R for machine learning and other stuff

One of the best things about R is that there is a never-ending stream of new short textbooks being written. Most of these are now written using the neat bookdown approach, meaning that the entire book is generated from markdown code. In fact, one can go to the website of this project and get a listing of all (?) such books:

OK granting, a lot of these are random lecture notes. But still, there’s a lot of good stuff. Too bad they don’t have a proper search interface, or some kind of way to rank the listing by quality. Few people are interested in some random Chinese lecture notes.
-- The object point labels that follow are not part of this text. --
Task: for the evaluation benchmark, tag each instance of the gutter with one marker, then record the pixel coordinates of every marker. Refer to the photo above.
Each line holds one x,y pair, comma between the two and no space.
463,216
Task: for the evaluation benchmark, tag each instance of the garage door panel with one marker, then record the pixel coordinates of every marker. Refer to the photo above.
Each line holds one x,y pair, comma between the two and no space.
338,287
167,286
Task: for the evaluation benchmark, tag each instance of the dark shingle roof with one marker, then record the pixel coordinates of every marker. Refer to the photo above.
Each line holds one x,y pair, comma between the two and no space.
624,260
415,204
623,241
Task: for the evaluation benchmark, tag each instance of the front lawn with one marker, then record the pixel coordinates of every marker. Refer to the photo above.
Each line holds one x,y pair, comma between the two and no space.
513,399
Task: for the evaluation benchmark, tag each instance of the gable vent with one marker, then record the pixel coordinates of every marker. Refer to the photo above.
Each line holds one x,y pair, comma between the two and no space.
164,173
What prompted me to write this advertisement blogpost was that I just finished reading one of these books, namely the new Tidymodels introduction:

Tidy Modeling with R by Max Kuhn and Julia Silge, Version 1.0.0 (2022-07-22)
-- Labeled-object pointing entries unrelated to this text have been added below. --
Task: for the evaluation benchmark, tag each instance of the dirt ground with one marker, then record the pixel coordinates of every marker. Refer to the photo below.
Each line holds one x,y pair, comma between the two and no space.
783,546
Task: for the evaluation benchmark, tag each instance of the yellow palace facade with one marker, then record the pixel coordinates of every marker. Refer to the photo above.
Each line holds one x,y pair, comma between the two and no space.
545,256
It’s a really nice hands-on book. Suppose you don’t have a particular background in statistics, but you know how to code a bit. What do you need to get a nice machine learning model or 10 going? This book is for you. The chapters are:

Introduction
- 1 Software for modeling
- 2 A Tidyverse Primer
- 3 A Review of R Modeling Fundamentals
Modeling Basics
- 4 The Ames Housing Data
- 5 Spending our Data
- 6 Fitting Models with parsnip
- 7 A Model Workflow
- 8 Feature Engineering with recipes
- 9 Judging Model Effectiveness
Tools for Creating Effective Models
- 10 Resampling for Evaluating Performance
- 11 Comparing Models with Resampling
- 12 Model Tuning and the Dangers of Overfitting
- 13 Grid Search
- 14 Iterative Search
- 15 Screening Many Models
Beyond the Basics
- 16 Dimensionality Reduction
- 17 Encoding Categorical Data
- 18 Explaining Models and Predictions
- 19 When Should You Trust Your Predictions?
- 20 Ensembles of Models
- 21 Inferential Analysis

I like everything except that there was no proper conclusion chapter — odd! — and the last chapter on inferential statistics is weak. Fortunately, inferential statistics is pretty much everything else in statistics people learn, so we don’t need to spend much time on that in a book on applied machine learning.

For those looking for more, here’s some other books in the same format I enjoyed:

And here’s some ones that look promising I haven’t read yet:

You Might Also Like

Variance explained is mostly bad

Is the summed cubes equal to the squared sum of counting integer series?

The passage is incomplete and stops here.